Examining Cross-lingual Contextual Embeddings with Orthogonal Structural Probes
This addresses the challenge of leveraging multilingual embeddings for languages with limited resources, offering a method to improve cross-lingual NLP tasks.
The study investigated whether multilingual contextual embeddings from mBERT encode syntactic and lexical information in a shared cross-lingual space for nine languages, finding that closely related languages require no transformation while others benefit from language-specific orthogonal transformations, leading to successful zero-shot and few-shot cross-lingual parsing.
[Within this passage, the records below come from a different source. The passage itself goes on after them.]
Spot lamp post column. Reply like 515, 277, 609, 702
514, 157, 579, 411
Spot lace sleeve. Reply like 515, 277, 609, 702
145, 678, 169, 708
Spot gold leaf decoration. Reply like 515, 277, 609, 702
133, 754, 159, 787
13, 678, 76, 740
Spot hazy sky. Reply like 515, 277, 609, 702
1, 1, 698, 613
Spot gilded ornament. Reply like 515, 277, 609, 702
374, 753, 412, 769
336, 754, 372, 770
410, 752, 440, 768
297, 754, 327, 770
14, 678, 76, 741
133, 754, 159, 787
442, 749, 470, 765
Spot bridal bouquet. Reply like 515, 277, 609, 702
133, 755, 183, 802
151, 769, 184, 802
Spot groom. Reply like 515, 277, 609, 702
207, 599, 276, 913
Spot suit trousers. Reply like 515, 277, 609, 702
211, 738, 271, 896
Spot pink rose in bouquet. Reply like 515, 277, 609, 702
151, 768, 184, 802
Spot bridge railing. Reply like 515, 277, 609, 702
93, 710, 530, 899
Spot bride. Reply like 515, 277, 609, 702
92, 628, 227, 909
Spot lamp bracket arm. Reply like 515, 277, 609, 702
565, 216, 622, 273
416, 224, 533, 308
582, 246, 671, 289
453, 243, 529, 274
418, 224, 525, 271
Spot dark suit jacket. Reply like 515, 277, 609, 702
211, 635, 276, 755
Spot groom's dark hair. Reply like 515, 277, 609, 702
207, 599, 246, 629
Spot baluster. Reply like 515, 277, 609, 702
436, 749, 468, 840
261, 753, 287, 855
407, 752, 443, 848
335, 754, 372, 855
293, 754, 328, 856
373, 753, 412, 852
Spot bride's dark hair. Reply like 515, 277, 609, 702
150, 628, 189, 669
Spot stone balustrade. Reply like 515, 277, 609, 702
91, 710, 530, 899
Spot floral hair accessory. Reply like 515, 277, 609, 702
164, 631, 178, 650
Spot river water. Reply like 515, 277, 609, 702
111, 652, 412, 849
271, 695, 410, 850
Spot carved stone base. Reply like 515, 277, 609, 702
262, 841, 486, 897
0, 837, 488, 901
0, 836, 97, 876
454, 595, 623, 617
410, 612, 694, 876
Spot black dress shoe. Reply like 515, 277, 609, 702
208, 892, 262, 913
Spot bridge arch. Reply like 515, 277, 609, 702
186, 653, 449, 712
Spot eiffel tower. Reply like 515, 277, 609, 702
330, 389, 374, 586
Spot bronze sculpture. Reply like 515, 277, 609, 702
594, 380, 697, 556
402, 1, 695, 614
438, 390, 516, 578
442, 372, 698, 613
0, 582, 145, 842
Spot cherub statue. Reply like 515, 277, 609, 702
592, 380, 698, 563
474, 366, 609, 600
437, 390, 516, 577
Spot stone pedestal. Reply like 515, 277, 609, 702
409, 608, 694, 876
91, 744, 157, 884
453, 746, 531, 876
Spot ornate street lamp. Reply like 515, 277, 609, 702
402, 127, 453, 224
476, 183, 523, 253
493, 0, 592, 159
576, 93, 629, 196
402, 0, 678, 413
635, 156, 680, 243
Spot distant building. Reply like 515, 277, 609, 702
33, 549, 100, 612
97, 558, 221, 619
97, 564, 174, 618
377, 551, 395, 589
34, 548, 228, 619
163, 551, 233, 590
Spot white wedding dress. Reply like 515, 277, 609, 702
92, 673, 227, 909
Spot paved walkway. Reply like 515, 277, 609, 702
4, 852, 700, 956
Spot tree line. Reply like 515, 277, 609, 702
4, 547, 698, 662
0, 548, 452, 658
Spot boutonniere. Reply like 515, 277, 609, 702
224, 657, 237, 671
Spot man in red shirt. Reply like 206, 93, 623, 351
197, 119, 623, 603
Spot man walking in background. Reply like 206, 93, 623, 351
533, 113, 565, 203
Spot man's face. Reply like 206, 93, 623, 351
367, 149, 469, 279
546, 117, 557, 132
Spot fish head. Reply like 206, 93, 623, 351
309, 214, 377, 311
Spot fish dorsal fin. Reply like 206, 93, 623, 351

State-of-the-art contextual embeddings are obtained from large language models available only for a few languages. For others, we need to learn representations using a multilingual model. There is an ongoing debate on whether multilingual embeddings can be aligned in a space shared across many languages. The novel Orthogonal Structural Probe (Limisiewicz and Mareček, 2021) allows us to answer this question for specific linguistic features and learn a projection based only on mono-lingual annotated datasets. We evaluate syntactic (UD) and lexical (WordNet) structural information encoded inmBERT's contextual representations for nine diverse languages. We observe that for languages closely related to English, no transformation is needed. The evaluated information is encoded in a shared cross-lingual embedding space. For other languages, it is beneficial to apply orthogonal transformation learned separately for each language. We successfully apply our findings to zero-shot and few-shot cross-lingual parsing.